Why is cache not cleared for newly blocked domains

GeorgeChiesa · June 6, 2020, 10:52am

Sorry for reopening a can of worms, I HAVE followed the unbound instructions and installed my own local dns, HOWEVER upon careful re-reading of the documentation, it seems that the algorithm in pi-hole, as also described in Redirecting..., is that if EVER a domain enters the pi-hole CACHE., it will NOT be blocked by new rules, no matter how frequently you update the rules (within the TTL, which you assume if somebody is evil, will be large). WHY is Pi-Hole NOT re-checking the cache for new entries in blacklists? In my opinion (no jokes about IMNSHO), just my opinion, IF for efficiency you do check the cache before the blacklists, then at least, you should PURGE from the cache, the entries to evil sites that you may have already resolved and cached in the past, but the are now blocked. Of course, this assumes that clients also purge caches frequently. In other words, if I DIG (or use my client after purging my client dns resolver flushing dns), I want NEW entries in the blacklist to work, not to be fooled by evil cached entries that might have been well behaved for a while, waiting with a huge TTL, to enter into would-be-future-victims caches, to be "whitelisted by the cache, effectively". The local cache should NOT imply automatic almost forever (until TTL) whitelisting. My 2cents... Disclaimer, I humbly ask because even if I know of the RTSL method, I want an authoritative answer from you about what you think the code SHOULD do and ACTUALLY DOES. Thanx, Caps for emphasis, but not shouting, YMMV, and other usual disclaimers apply.

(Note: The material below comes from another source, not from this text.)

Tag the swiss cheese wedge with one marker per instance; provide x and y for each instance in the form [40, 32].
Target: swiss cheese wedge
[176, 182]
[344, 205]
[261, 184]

jfb · June 6, 2020, 3:23pm

I have not reviewed the code for the Pi-hole cache, but this test indicates that a domain is immediately blocked when added to the blacklist (even with a high min-TTL specfied in unbound):

dig cnn.com

; <<>> DiG 9.11.5-P4-5.1+deb10u1-Raspbian <<>> cnn.com
;; global options: +cmd
;; Got answer:
;; ->>HEADER<<- opcode: QUERY, status: NOERROR, id: 56011
;; flags: qr rd ra; QUERY: 1, ANSWER: 4, AUTHORITY: 0, ADDITIONAL: 1

;; OPT PSEUDOSECTION:
; EDNS: version: 0, flags:; udp: 4096
;; QUESTION SECTION:
;cnn.com. IN A

;; ANSWER SECTION:
cnn.com. 3600 IN A 151.101.129.67
cnn.com. 3600 IN A 151.101.1.67
cnn.com. 3600 IN A 151.101.193.67
cnn.com. 3600 IN A 151.101.65.67

;; Query time: 101 msec
;; SERVER: 127.0.0.1#53(127.0.0.1)
;; WHEN: Sat Jun 06 10:16:37 CDT 2020
;; MSG SIZE rcvd: 100

**pi@Pi-3B-DEV** : **~ $** pihole -b cnn.com
[i] Adding cnn.com to the blacklist...
[✓] Reloading DNS lists

**pi@Pi-3B-DEV** : **~ $** dig cnn.com
; <<>> DiG 9.11.5-P4-5.1+deb10u1-Raspbian <<>> cnn.com
;; global options: +cmd
;; Got answer:
;; ->>HEADER<<- opcode: QUERY, status: NOERROR, id: 38709
;; flags: qr aa rd ra; QUERY: 1, ANSWER: 1, AUTHORITY: 0, ADDITIONAL: 0

;; QUESTION SECTION:
;cnn.com. IN A

;; ANSWER SECTION:
cnn.com. 2 IN A 0.0.0.0

;; Query time: 2 msec
;; SERVER: 127.0.0.1#53(127.0.0.1)
;; WHEN: Sat Jun 06 10:16:51 CDT 2020
;; MSG SIZE rcvd: 41

GeorgeChiesa · June 7, 2020, 10:53am

Hey, if this is how it works, great. My concern, is that according to the explanation of the order of things, the code is doing what you wanted it to do - instead of as documented - thus the doc is wrong. Please fix the doc then... it's important. The whole point of pi-hole is not just to never see bad sites, but to STOP seeing bad sites, the usual loop is 1) you see a "bad" site, you either do nothing and/or report it. You want that if the "bad" site made it into the blacklist, then users are prevented to go AGAIN into that bad site. Otherwise, the strategy for "bad" sites to defeat pi-hole would be to behave well for a bit, with TTL set to as high as you can, wait until would-be-victims cache it, then you would be inmune to blacklists that - again - according to the doc I referred to, are checked ONLY if the domain is not in local cache. THANX

see: step 2 "trumps" step 3... for any entry the got into the cache before the updated blacklist was seen by pi-hole.
from Redirecting...

A standard Pi-hole installation will do it as follows:

Your client asks the Pi-hole Who is pi-hole.net ?
Your Pi-hole will check its cache and reply if the answer is already known.
Your Pi-hole will check the blocking lists and reply if the domain is blocked.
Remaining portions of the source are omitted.